This resource is primarily designed for beginner to intermediate data scientists or analysts who are interested in identifying and applying machine learning algorithms to address the problems of their interest.

A common question asked by a newbie when faced with a wide variety of machine learning algorithms is, "Which algorithm should I use?" The answer to the question depends on several factors, including:




The size, quality and nature of the data.

Available computational time.

urgency of work.

What do you want to do with the data.

Even an experienced data scientist cannot tell which algorithm will perform best before trying different algorithms. We're not advocating a one-to-one approach, but we do hope to provide some guidance based on some obvious factors on which algorithms to try first.

Machine Learning Algorithms Cheat Sheet

The Machine Learning Algorithm Cheat Sheet helps you choose from various machine learning algorithms to find the right one for your specific problems. This article walks you through the process of using Leaflet.

Since the cheat sheet is designed for beginner data scientists and analysts, we'll make some simple assumptions when we talk about algorithms.

The algorithms suggested here are the result of feedback and suggestions compiled from multiple data scientists and machine learning experts and developers.

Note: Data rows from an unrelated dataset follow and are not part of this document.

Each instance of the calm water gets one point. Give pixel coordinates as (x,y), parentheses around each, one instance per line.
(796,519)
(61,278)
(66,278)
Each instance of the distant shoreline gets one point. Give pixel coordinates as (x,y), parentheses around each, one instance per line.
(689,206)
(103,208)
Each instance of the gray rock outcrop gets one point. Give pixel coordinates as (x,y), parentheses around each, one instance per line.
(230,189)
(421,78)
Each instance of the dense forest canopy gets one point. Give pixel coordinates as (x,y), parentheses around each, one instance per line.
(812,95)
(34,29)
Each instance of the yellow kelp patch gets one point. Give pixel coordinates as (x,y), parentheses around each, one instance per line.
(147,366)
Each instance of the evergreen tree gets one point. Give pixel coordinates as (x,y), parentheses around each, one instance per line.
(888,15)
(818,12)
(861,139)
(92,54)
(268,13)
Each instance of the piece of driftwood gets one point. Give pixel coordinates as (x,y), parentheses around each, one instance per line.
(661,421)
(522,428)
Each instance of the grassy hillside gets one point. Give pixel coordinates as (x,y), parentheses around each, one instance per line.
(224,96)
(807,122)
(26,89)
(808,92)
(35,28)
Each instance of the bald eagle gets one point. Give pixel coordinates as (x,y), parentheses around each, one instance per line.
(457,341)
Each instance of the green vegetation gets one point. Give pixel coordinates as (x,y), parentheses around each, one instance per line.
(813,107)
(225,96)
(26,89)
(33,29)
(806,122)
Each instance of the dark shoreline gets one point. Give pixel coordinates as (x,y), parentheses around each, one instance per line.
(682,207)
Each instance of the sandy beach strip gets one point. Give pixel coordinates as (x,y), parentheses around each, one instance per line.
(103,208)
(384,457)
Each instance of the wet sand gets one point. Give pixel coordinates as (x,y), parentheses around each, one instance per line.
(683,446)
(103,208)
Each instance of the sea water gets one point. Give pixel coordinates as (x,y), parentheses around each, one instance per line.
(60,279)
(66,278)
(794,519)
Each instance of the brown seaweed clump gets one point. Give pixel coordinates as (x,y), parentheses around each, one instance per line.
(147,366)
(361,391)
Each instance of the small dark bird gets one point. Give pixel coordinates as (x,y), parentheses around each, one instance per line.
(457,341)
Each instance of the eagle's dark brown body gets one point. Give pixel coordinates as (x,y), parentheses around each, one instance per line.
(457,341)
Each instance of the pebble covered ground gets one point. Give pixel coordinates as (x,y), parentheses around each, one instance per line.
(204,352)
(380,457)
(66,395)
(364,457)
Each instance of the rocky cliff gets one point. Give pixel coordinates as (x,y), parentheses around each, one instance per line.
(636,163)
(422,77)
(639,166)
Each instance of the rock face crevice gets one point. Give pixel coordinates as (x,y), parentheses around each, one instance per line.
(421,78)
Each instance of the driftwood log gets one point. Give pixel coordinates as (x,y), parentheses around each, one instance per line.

There are many issues on which we have not reached an agreement and for these issues we try to highlight the similarities and resolve the differences.

Additional algorithms will be added later as our library grows to include a more complete set of available methods.

how to use cheat sheet

Read the path and algorithm label on the chart as "if <path label> then use <algorithm>". for example:

If you want to do dimension reduction then use principal component analysis.

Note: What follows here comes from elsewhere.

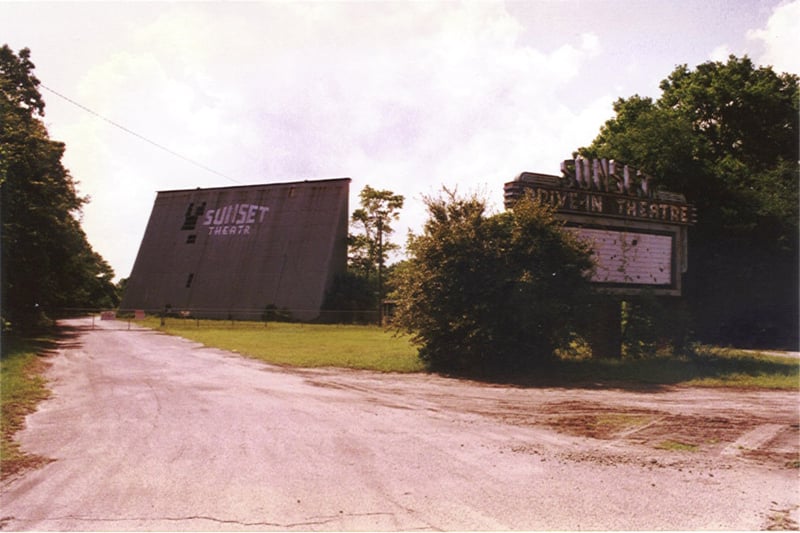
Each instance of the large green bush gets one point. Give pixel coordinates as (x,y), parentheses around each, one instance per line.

If you need a numerical prediction quickly, use decision trees or linear regression.

If you need a hierarchical result, use hierarchical clustering.

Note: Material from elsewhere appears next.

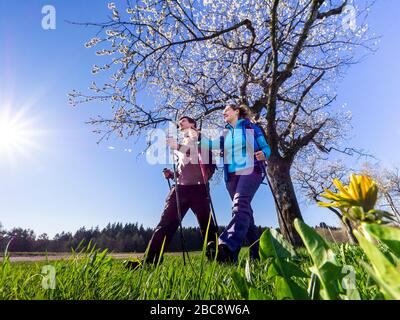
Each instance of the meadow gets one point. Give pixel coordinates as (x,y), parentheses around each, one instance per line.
(318,271)
(90,274)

Sometimes more than one branch will apply, and other times none of them will be a perfect match. It is important to remember that these paths are intended to be rule-of-thumb recommendations, so some recommendations are not accurate. Many data scientists I spoke to said that the only surefire way to find the best algorithm is to try them all.

Types of Machine Learning Algorithms

This section provides an overview of the most popular types of machine learning. If you are familiar with these categories and would like to discuss specific algorithms, you can skip this section and go to "When to use specific algorithms" below.

supervised learning

Supervised learning algorithms make predictions based on a set of examples. For example, historical sales can be used to forecast future prices. With supervised learning, you have an input variable labeled training data and a desired output variable. You use algorithms to analyze training data to learn a function that maps inputs to outputs. This prediction function maps new, unknown examples by generalizing from training data to predict outcomes in unseen situations.

Classification: When the data is being used to predict a categorical variable, supervised learning is also called classification. This condition occurs when an image is assigned to a label or indicator, dog or cat. When there are only two labels, it is called binary classification. When there are more than two categories, the problems are called multi-class classification.

Regression: When predicting continuous values, the problem becomes a regression problem.

Forecasting: It is the process of making predictions about the future on the basis of past and present data. It is most commonly used to analyze trends. A common example might be an estimate of next year's sales based on the current year's and previous years' sales.